I wish that sentence made no sense.

Someone had to decide there would be children’s jails. Who? Saddam? He had more important things to do. Children matter as much to his world as dogs, or lamps. He may have signed off on the idea of creating a youth brigade, and put a gold star in the dossier of the sweating toady who proposed the idea. When someone put forth a proposal for jails to hold the children who resisted joining the brigades, he may have felt that spasm of impatience that shoots through the dictator’s heart from time to time: why are you bothering me with this? Build them; I don’t care. You think this is the path to advancement? You want my ear and my eye, kill someone who matters.

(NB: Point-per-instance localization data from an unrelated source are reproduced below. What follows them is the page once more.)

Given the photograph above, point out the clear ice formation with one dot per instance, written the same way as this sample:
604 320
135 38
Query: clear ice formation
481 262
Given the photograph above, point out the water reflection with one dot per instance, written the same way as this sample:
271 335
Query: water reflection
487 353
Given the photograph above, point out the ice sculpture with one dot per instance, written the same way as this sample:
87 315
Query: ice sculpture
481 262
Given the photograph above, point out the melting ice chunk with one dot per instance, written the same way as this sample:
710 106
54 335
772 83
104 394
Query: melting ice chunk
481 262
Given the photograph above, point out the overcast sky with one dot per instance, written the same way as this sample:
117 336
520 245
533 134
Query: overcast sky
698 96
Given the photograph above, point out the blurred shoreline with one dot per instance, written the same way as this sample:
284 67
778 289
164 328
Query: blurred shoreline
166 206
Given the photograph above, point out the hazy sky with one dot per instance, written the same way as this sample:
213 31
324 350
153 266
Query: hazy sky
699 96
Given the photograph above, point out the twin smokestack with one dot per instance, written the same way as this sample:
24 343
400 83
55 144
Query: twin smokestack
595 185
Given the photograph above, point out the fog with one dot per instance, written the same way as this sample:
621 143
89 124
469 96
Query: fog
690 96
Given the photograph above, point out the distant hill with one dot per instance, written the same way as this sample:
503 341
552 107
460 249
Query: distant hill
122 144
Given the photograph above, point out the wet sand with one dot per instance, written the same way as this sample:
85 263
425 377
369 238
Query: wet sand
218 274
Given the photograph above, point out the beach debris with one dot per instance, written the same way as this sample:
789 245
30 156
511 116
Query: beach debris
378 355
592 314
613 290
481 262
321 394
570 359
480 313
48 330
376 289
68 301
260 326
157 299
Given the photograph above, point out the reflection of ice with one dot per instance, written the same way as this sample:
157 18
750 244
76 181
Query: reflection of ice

Would Uday care? He feeds on fear, but there’s no power or satisfaction in the fear of a child, because the truth of death and the horror of rape is really quite beyond their boring imaginations. They have to know what you can do, really understand what’s coming for it to be fun.

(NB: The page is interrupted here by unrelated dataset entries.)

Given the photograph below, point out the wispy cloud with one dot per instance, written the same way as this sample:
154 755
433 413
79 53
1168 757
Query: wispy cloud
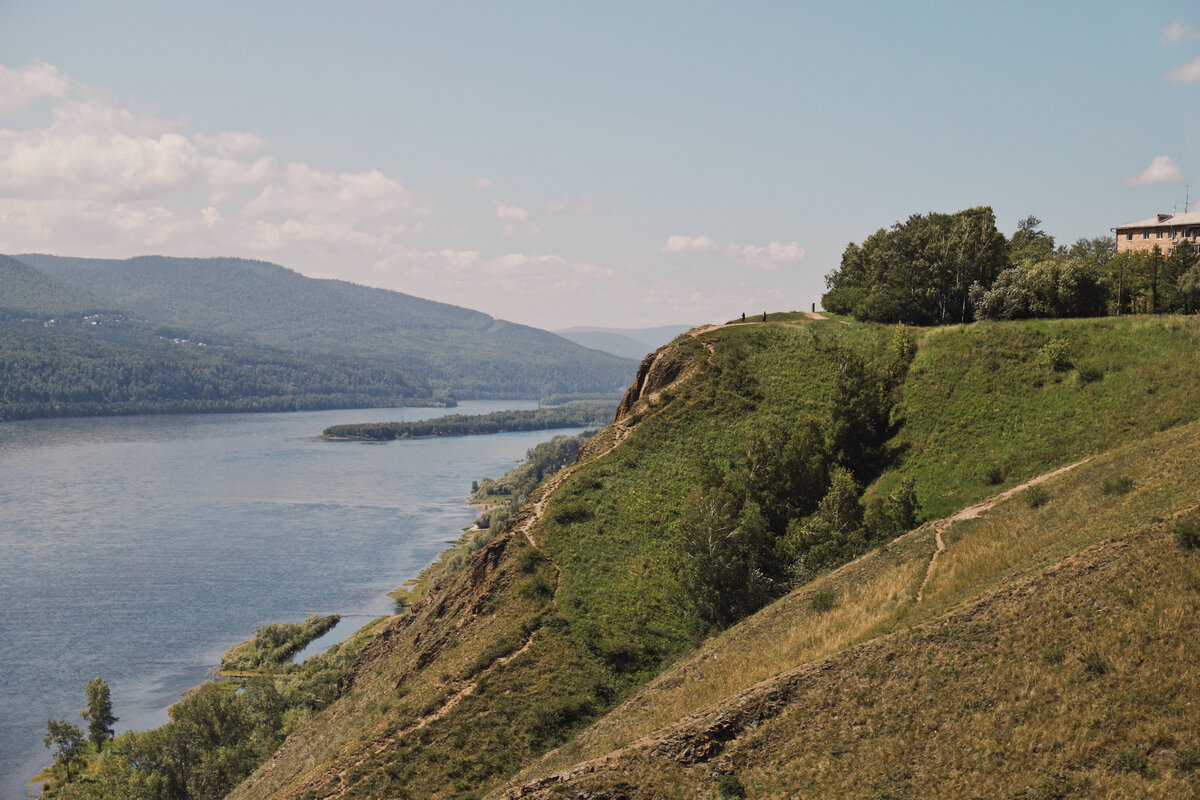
1187 73
1177 32
568 205
1162 170
516 220
759 257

Qusay would care, inasmuch as children are useful. People who might resist you will do anything if you bring their children into the matter. He learned that from his father, no doubt. Some things his father doesn’t quite grasp; he’s old school. Where he grew up all children were expendable. This is a different world, a world of the big city, a world of politics, a world of men who went to school and learned to build bridges, design hotels, construct sewer systems. Men like this are remarkably pliant when their children are involved. Children’s jails: ahhh, now why didn’t he think of that.

There was a general who fought in the war against Iran - fought well, cared for his troops, put down the cowards when required, but had a reputation for no-nonsense honesty. He understood the men. Not one of those Baghdad bastards with the slogans and the phony medals, but a real soldier. He had no ambition. The purges passed him by. His lungs were never the same after that glorious offensive no one celebrates, the one where the wind suddenly shifted and his men fell in waves, weeping and puking - but they gave worse than they got, so he kept his commission. Dull, dependable: Ba’ath to the end. Nothing he had done in his long career had troubled him much; war was what it was. You did what you did. One afternoon he opened the envelope and read of his new duty - overseeing the children’s jail. The emotions rose and demanded a hearing: Shame over such a pitiful assignment. Fear that this meant he was in disfavor. Annoyance at the thought of a prison full of whimpering children who would never learn the proper lesson until they’d been beaten a dozen times. Jealousy of an old comrade he’d seen on the news the other day, inspecting some facility, his uniform clean and creased.

The end result of a fascist regime is always this: a man who seeks advancement by proposing a children’s jail; a smarter man who sees the political advantage of building one; the men who lock the doors and make the gruel with dead empty hearts, and the man who worries what will happen to him if the jail is found wanting.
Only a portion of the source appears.